Batch Process Audio Extraction

#!/bin/bash
# Extract audio from all MP4 files
for f in *.mp4; do
  ffmpeg -i "$f" -vn -c:a libmp3lame -q:a 2 "${f%.mp4}.mp3"
done

# Replace audio in all videos with a single music track
for f in *.mp4; do
  ffmpeg -i "$f" -i background_music.mp3 -c:v copy -c:a aac -shortest "music_${f}"
done

Pitfalls

When replacing audio, always check the duration match; use -shortest to avoid blank video frames.
Audio delay/advance requires careful measurement; use video editing software to identify exact frame offsets first.
Mixing too many audio sources can cause clipping; keep total volume under 100% or use compression.
The amix filter defaults to averaging inputs; use volume filters before mixing for precise control.
Not all containers support multiple audio tracks; MKV is more flexible than MP4 for multi-track storage.
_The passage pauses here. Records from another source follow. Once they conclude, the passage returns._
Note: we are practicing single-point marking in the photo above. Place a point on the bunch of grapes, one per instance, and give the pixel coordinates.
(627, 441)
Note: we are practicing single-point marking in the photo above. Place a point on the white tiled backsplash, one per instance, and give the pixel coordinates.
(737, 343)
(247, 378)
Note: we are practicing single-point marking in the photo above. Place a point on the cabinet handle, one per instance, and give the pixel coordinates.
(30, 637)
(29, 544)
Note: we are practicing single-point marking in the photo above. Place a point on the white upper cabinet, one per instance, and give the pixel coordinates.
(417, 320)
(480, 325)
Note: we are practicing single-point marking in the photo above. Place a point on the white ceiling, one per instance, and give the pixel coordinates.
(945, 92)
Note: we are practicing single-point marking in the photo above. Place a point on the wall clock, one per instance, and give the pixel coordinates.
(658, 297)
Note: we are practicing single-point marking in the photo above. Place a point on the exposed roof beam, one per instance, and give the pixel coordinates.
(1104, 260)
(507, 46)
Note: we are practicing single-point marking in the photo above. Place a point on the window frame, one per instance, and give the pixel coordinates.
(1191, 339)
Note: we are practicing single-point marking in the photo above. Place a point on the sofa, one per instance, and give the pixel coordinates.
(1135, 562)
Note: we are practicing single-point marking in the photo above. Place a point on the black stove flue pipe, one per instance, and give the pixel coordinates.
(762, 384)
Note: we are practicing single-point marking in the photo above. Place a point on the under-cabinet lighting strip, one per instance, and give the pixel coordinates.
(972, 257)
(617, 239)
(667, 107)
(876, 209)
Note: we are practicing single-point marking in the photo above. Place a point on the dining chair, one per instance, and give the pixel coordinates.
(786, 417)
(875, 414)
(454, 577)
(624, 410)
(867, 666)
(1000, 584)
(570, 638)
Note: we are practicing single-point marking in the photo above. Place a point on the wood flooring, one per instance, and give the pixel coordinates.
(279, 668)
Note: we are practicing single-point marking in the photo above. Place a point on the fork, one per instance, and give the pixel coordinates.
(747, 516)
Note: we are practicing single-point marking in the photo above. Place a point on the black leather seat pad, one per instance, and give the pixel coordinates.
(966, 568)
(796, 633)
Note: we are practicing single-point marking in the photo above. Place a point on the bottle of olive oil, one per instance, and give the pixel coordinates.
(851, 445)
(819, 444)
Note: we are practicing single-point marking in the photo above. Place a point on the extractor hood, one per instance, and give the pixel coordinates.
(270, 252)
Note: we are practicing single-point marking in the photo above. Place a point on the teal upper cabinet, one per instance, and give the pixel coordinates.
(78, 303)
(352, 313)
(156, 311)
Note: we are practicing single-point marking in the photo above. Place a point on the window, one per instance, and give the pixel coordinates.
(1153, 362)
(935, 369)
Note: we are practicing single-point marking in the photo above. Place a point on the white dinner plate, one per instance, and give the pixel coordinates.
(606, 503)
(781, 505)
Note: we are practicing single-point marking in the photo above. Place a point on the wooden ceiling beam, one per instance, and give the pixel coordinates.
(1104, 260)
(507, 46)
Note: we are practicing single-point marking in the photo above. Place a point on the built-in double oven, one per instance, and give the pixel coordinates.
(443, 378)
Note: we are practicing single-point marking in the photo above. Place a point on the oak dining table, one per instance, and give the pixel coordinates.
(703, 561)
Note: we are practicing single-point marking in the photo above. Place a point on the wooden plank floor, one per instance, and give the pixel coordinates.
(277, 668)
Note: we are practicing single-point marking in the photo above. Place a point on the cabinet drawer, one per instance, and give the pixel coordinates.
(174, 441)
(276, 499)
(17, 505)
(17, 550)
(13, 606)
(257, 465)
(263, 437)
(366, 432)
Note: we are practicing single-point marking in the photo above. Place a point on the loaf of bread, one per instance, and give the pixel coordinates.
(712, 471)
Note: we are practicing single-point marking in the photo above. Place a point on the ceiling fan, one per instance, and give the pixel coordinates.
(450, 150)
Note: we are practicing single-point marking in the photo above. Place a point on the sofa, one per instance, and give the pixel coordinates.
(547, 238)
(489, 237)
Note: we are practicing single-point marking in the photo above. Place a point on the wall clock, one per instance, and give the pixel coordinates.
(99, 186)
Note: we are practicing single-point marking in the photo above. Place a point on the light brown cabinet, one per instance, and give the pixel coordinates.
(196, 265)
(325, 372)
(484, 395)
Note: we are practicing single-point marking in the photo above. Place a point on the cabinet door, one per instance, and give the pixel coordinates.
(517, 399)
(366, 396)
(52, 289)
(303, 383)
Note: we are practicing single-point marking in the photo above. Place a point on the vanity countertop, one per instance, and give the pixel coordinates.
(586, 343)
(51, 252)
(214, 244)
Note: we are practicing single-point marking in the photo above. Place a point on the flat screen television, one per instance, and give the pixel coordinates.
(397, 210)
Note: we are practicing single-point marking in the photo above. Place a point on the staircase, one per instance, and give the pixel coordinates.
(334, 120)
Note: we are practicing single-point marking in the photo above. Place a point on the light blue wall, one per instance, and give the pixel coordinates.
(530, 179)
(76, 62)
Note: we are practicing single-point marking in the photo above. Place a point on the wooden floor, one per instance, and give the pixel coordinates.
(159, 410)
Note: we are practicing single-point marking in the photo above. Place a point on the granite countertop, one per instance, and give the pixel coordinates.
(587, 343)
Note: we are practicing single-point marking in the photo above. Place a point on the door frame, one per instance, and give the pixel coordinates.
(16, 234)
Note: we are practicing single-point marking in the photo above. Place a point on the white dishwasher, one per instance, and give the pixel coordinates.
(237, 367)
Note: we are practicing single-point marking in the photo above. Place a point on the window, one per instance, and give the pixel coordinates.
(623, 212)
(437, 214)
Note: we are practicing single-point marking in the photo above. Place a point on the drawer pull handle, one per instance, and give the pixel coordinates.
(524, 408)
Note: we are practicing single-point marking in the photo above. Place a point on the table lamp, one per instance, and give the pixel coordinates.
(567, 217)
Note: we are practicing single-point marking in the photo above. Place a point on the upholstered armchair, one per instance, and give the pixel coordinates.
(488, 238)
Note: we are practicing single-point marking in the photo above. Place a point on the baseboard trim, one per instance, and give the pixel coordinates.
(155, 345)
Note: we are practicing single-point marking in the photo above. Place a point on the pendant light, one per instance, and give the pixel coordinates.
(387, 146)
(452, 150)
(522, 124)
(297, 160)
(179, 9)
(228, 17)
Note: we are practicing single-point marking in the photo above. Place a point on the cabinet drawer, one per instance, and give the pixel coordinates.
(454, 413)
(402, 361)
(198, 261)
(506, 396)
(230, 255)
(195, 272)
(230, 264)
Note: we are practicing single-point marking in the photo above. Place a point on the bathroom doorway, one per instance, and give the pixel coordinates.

Real-World Example: Video with Commentary

Let's say you have a screen recording and want to add background music plus voice commentary:

# Step 1: Extract original audio (keyboard/system sounds)
ffmpeg -i screencast.mp4 -vn -c:a copy original_audio.aac

# Step 2: Mix original (low volume) + music (mid) + commentary (high)
ffmpeg -i screencast.mp4 -i music.mp3 -i commentary.mp3 \
  -filter_complex "[0:a]volume=0.3[sys];[1:a]volume=0.2[mus];[2:a]volume=1.0[vox];[sys][mus][vox]amix=inputs=3:duration=first" \
  -c:v copy -c:a aac final_video.mp4

With these audio techniques, you have complete control over your video's sound design, whether you're fixing sync issues, adding music, or creating professional multi-track mixes—all from the command line.